La “accabadora“, in italiano “colei che finisce”, è una figura molto discussa nell’ambito delle tradizioni popolari.

Secondo alcuni antropologi e studiosi di tradizioni popolari, l’accabadora era una donna che, nei piccoli centri di alcune zone della Sardegna (in particolare in Marghine, in Planargia e in Gallura), veniva chiamata dai familiari dei malati terminali per mettere fine alle loro sofferenze.

Sempre secondo gli assertori dell’esistenza dell’accabadora, gli ultimi episodi di questa particolare forma di eutanasia risalirebbero agli anni Cinquanta del secolo scorso.

Secondo la tradizione, l’accabadora arrivava nottetempo nella casa del malato, faceva uscire i familiari, che non potevano assistere al suo rituale, e, tolte o coperte le immagini sacre presenti nella stanza del sofferente, procedeva alla sua uccisione.

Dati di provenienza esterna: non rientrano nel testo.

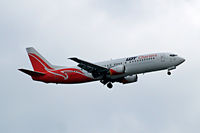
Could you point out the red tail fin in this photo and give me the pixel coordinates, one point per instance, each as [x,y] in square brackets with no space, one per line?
[39,63]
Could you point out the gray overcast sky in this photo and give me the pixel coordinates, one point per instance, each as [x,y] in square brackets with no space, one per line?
[97,30]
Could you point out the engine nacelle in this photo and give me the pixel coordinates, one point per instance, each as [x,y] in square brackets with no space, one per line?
[129,79]
[120,69]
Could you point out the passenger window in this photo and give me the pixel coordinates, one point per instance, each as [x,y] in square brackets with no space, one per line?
[172,55]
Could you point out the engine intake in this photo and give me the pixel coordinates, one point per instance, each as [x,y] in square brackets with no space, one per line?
[120,69]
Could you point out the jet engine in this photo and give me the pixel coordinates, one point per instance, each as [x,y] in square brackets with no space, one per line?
[117,70]
[129,79]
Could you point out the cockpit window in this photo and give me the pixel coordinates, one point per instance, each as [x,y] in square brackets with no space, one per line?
[172,55]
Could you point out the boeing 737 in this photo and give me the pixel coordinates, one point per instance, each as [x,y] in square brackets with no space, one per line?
[124,70]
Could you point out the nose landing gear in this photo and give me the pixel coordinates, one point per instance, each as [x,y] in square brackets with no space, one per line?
[109,85]
[169,73]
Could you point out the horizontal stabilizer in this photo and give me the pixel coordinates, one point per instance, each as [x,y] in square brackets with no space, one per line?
[31,73]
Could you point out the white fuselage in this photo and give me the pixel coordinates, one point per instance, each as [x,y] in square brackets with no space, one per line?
[142,64]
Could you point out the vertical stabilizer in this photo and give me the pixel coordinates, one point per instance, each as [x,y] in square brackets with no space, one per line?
[38,62]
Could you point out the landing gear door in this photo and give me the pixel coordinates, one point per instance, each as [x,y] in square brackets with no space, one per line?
[162,58]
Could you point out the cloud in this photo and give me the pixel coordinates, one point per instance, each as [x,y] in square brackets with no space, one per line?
[99,30]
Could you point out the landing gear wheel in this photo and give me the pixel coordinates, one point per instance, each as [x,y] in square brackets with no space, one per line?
[169,73]
[109,85]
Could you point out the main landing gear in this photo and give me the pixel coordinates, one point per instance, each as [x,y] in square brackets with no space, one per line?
[105,82]
[169,73]
[109,85]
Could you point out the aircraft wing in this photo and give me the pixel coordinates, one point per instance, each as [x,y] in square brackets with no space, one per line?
[90,67]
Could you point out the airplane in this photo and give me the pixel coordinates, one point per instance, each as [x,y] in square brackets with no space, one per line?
[123,70]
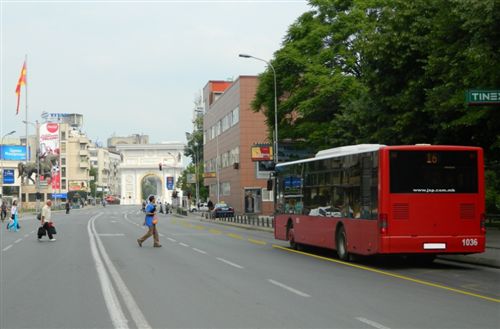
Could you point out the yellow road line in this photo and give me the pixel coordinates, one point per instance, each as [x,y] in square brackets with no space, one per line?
[262,243]
[235,236]
[402,277]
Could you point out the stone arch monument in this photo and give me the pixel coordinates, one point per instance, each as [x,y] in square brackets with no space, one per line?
[142,162]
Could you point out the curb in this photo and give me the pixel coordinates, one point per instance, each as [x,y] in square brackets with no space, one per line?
[471,259]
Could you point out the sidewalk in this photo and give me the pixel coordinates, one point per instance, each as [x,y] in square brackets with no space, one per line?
[491,256]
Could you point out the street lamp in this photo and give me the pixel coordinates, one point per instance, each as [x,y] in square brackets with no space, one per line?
[275,103]
[37,155]
[1,171]
[196,161]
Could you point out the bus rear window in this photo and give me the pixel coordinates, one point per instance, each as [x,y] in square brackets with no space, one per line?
[433,172]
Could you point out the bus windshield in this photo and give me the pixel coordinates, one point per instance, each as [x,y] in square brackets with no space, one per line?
[433,172]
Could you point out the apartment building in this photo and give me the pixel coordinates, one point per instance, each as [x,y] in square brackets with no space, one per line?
[231,128]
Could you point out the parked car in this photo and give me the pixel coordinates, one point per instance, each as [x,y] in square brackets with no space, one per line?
[203,206]
[222,210]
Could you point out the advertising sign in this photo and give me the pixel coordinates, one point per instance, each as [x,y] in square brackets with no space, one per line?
[262,153]
[170,182]
[8,176]
[13,152]
[50,150]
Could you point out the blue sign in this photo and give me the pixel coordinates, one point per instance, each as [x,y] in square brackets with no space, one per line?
[170,183]
[8,176]
[13,152]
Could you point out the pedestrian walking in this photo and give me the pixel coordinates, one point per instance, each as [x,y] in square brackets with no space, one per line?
[150,221]
[46,221]
[14,220]
[4,211]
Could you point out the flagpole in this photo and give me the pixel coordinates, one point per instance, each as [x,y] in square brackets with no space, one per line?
[21,204]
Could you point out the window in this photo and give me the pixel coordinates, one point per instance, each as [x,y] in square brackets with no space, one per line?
[226,188]
[236,115]
[433,172]
[267,195]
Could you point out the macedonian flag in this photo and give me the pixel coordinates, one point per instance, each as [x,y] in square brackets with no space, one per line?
[21,82]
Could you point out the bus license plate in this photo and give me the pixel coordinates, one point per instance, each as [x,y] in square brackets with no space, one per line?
[428,246]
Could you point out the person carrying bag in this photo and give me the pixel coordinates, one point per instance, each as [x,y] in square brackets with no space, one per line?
[46,222]
[150,221]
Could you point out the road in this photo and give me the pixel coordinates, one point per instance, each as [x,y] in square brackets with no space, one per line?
[214,276]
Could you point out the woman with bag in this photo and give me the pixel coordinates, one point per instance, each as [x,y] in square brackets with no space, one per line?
[13,223]
[150,221]
[46,222]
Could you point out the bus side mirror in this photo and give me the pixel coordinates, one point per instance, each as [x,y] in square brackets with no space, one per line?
[269,184]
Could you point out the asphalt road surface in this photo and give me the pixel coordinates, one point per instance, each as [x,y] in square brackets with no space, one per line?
[215,276]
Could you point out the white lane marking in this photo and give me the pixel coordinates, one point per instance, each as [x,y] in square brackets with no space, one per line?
[200,251]
[113,305]
[111,234]
[127,297]
[372,323]
[230,263]
[284,286]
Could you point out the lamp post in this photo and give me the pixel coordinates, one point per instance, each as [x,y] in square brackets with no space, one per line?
[275,103]
[2,159]
[196,162]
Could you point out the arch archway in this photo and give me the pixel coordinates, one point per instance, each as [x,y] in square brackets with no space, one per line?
[151,185]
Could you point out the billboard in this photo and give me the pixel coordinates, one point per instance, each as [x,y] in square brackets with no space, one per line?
[50,150]
[170,182]
[262,153]
[13,152]
[8,176]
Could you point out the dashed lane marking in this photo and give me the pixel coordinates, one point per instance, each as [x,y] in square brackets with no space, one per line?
[284,286]
[372,323]
[230,263]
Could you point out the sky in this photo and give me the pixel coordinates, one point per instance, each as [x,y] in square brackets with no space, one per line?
[130,67]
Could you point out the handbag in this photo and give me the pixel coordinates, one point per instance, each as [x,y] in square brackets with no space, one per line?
[41,231]
[52,229]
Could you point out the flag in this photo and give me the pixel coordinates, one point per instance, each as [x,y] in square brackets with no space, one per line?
[21,82]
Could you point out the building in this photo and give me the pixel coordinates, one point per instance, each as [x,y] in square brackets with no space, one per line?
[231,128]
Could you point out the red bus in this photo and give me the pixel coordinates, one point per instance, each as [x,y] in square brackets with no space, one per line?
[418,200]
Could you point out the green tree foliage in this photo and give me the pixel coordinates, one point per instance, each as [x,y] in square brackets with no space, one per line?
[389,72]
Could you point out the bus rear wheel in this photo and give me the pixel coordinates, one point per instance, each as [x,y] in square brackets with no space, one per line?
[342,245]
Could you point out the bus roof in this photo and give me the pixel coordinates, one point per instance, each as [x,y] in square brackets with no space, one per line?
[363,148]
[338,151]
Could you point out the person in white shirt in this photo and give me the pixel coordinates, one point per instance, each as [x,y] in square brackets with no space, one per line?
[46,220]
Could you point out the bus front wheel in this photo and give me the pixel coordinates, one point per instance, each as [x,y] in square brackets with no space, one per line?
[342,245]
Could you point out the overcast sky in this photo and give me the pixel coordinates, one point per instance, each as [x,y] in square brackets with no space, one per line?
[131,66]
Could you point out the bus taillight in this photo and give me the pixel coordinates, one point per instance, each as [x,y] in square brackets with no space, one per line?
[382,218]
[482,223]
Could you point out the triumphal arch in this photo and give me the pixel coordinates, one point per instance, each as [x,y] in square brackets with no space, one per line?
[149,169]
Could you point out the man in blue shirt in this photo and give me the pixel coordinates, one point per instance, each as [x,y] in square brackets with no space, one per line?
[150,221]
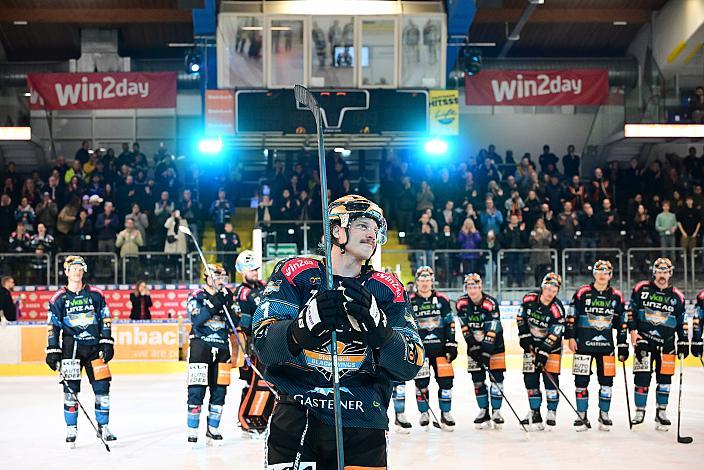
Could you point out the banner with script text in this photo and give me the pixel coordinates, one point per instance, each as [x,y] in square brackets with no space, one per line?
[537,87]
[118,90]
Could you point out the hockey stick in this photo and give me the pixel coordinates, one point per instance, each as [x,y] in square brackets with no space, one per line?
[628,400]
[493,379]
[436,423]
[550,377]
[680,438]
[185,230]
[306,98]
[75,397]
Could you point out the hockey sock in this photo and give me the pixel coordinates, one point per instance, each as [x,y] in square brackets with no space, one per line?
[605,392]
[400,398]
[640,396]
[482,395]
[582,395]
[193,416]
[662,395]
[553,398]
[70,410]
[535,398]
[422,399]
[214,414]
[102,409]
[496,397]
[445,399]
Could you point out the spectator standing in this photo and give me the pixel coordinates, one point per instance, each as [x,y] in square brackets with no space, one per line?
[221,210]
[540,258]
[665,226]
[141,302]
[689,223]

Le modalità più probabili, secondo gli studiosi, erano il soffocamento con un cuscino o l’uccisione mediante un colpo di “mazzolu”, un bastone in legno di olivastro, dato in fronte.

L’attività dell’accabadora era pienamente accettata dalla società del tempo; era anzi vista come un atto di pietà verso il malato, destinato a lunghe e atroci sofferenze.

Anche le autorità e la Chiesa tolleravano questo fenomeno, seppure in modo tacito, riconoscendone implicitamente l’utilità sociale.

Negli ultimi anni la figura dell’accabadora è stata riportata alla ribalta dal romanzo della scrittrice sarda Michela Murgia “Accabadora” (2009). Con quest’opera è stato riaperto il dibattito sull’esistenza reale di questa figura e, naturalmente, sul delicato tema dell’eutanasia.